Nexus Group

Certificate Manager 7.6, Performance and Availability

Blogginlägg   •   Feb 03, 2014 12:29 CET

As some of you know I have spent the fall in Colombia, I had a really good time, but now I´m back and it is a very exciting time now when we are releasing the new version of neXus Certificate Manager (CM) which we have been working hard on during 2013.

As you can imagine there are many improvements made in CM 7.6 to make it the best CM released this far. I will not go into all the details on the improvements in this blog post, instead I will focus on one big improvement. As the title implies I will focus on performance and availability and I will do it in the light of the new feature active-active high availability (HA) configuration. For a complete list of improvements have a look in the release documentation.

Certificate Manager has for a long time supported an active-passive cluster configuration. With CM 7.6 we take one step further by adding active-active support. In doing this we are opening up for a new set of possibilities. I will try to guide you through what implications this improvement can have, from installation and configuration to setup examples and monitoring.

Lets start by having a look at how this type of installation differs from an active-passive clustered installation. Previously, HA with CM required third party cluster software that would trigger on failure, of the active node and startup the passive node. With the new CM and active-active configuration the installation is as simple as setting up two separate CM installations just pointing them to the same database. After the setup you can connect with the clients to either installation and all changes will be reflected in the other one since all operations are stored in the database.

With the active-passive configuration it was the cluster software that detected service failure and initiated failover. In the active-active setup you will in most cases put a load balancer in front of CM for distributing the traffic over the nodes and in case of failure direct the traffic to the functioning node, until the faulting one is maintained and restored. How to do the failure detection depends on the kind of integration possibilities the load balancer supports.

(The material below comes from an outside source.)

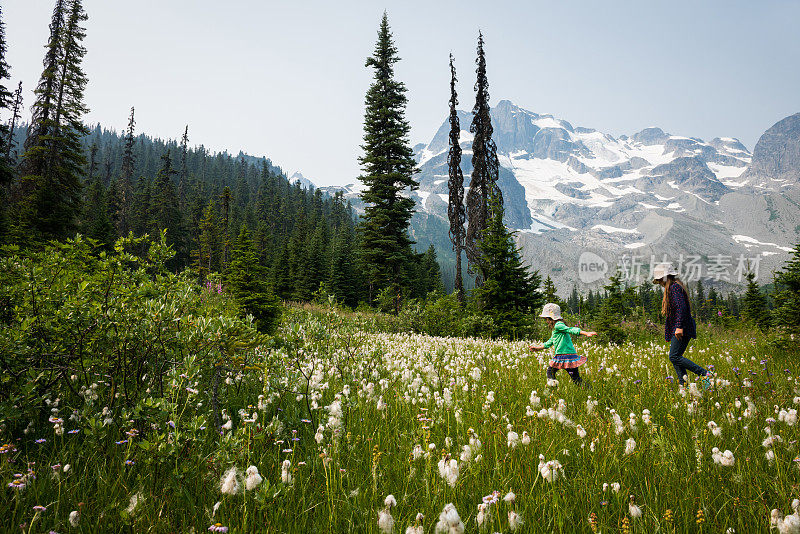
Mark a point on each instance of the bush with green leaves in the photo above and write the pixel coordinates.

Performance has historically not been a problem with CM but as security becomes increasingly important more user certificates are issued, machines (routers, antennas etc.) requires certificates to connect to the Internet of Things (IoT) and signature service are issuing certificates for one time use, all this increases the number of issuances drastically. With the active-active setup it is possible to double and triple the performance of the system by just adding a new set of/pair of. Performance will increase in this way since all components except the database can be doubled and that is no problem in normal cases since modern database clusters perform very well.

Since previously it has been possible to run multiple Certificate Issuing Systems (CIS) to provide better availability of the HSM connection, that setup could look as follows:

With this setup Certificate Factory (CF) could failover to the secondary CIS, this makes connection to HSMs more reliable. To support this we have the option for CIS to do a graceful shutdown in case of problems with the connection to the HSM. This makes it easy for CF to notice problems and continue operation with the other CIS until the primary one is back in operation again.

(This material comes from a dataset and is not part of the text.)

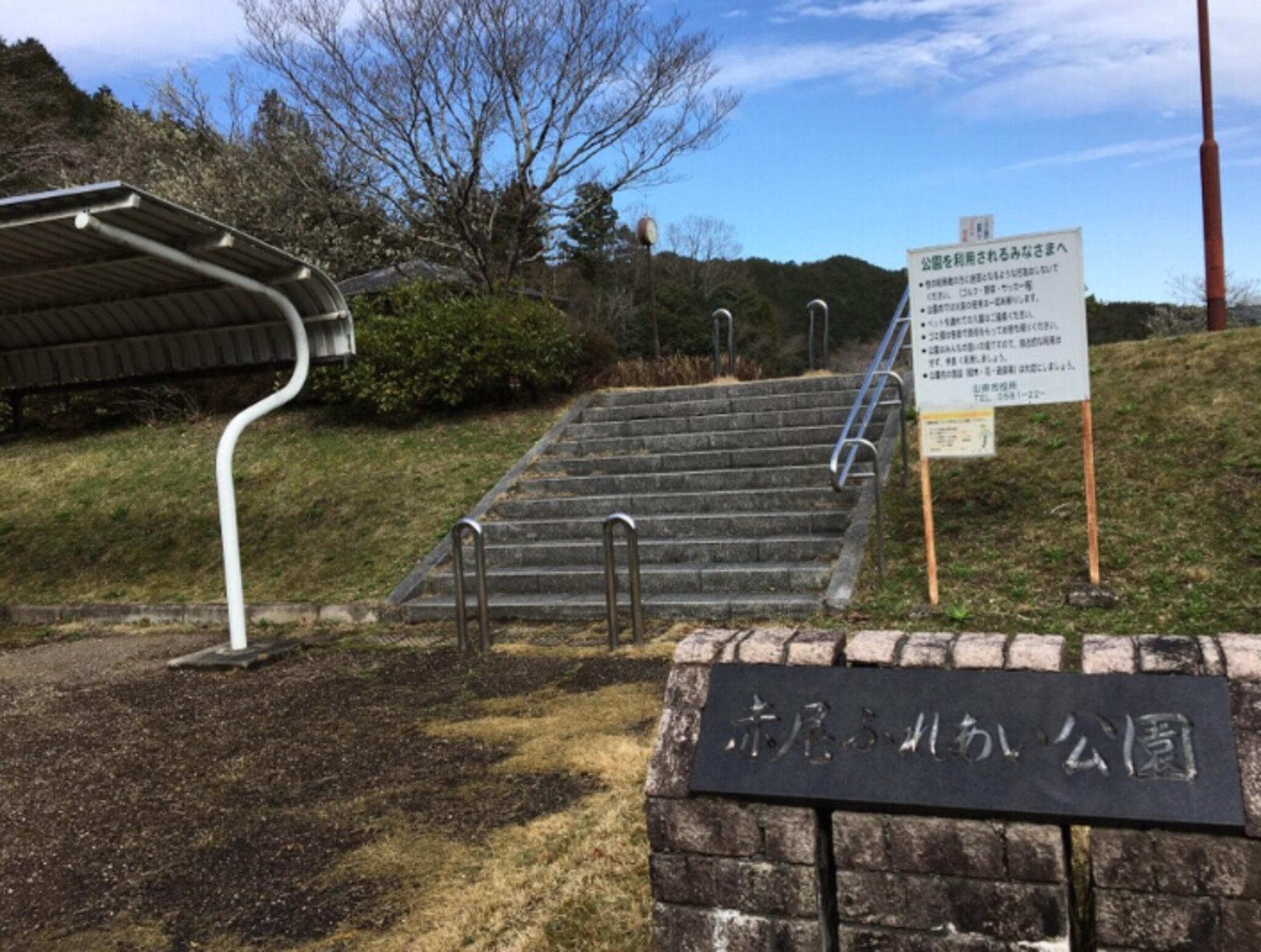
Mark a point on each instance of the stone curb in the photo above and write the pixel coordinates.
(409, 587)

If we now have a setup without failover between CISs, the reason might be that the setups are placed on separate physical locations and security zones that are not allowed to be connected to each other, or some other reason, it can look like this:

Here the CIS can shutdown if connection to HSM is lost, but this made it hard for the load balancer to notice problems if it does not monitor the CIS service too. I.e. if the CIS was down CF could still answer as expected from the load balancers point of view. To solve this we added the option in CF to also do a graceful shutdown in case of connection problems with the CIS. When this is done it will be easy for the load balancer to shift the traffic to the running node.

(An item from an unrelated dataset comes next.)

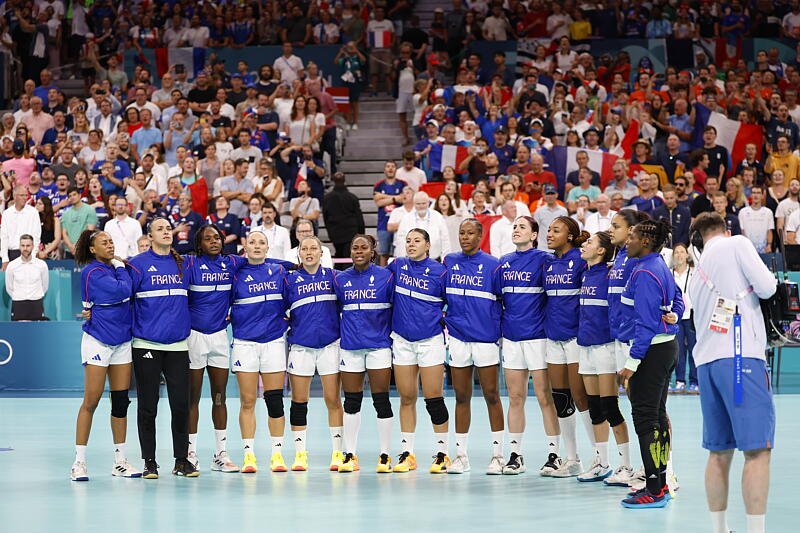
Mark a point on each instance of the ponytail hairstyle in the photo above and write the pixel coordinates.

Until now I have only described the most obvious setup possibilities. Lets continue with some more imaginative setups e.g. separate roles and test system.

One of the most critical parts of a PKI is CRL production since without a valid CRL it is not possible to know if a certificate is to be trusted, i.e. operations will be down. With the new active-active possibility we could add one or more CFs that will not have any clients connecting to them, they would only be responsible for producing the CRLs. Further operations that might be very sensitive is the issuing of machine certificates since if it is not done routers might fail to operate correctly, which would be incredibly bad for operations. Therefore it might be desirable to have one or several CFs running for the issuing of machine certificates only.

When doing critical changes to the CM configuration it is desirable to test the configuration before applying it to production and at the same time it is important that the environment is as similar as possible to production so that we minimize the number of surprises when moving change into production. With a separate CF for testing configuration changes it can be done close to production but without interrupting the production.

Even if we don’t want to admit it, all software can fall into strange states where they seem to work from the outside but does not operate like they should. With infrastructure software such as CM it is paramount to detect this ASAP and act. We work hard to provide these possibilities in CM. Last year we did a major improvement in the SNMP support and earlier we added the ping functionality that runs through the whole certificate issuing procedure, but without issuing a certificate, except for just reporting the result. Other things that we have done to make CM more informative about issues in the operation is that the Distribution Manager now tries to publish several times before giving up and if it comes to that, it can send an email to notify the administrator of what is happening.

So where do we go from here? Some configuration is still file based and has to be synchronized between the nodes. Even though this separation can have benefits, it is desirable to move most configurations to a shared space, e.g. the database, to lesser the risk of having unintentional differences in configuration of the nodes. Further it is also desirable to add additional monitoring to make the decision to failover more reliable and give the load balancer more information to act on.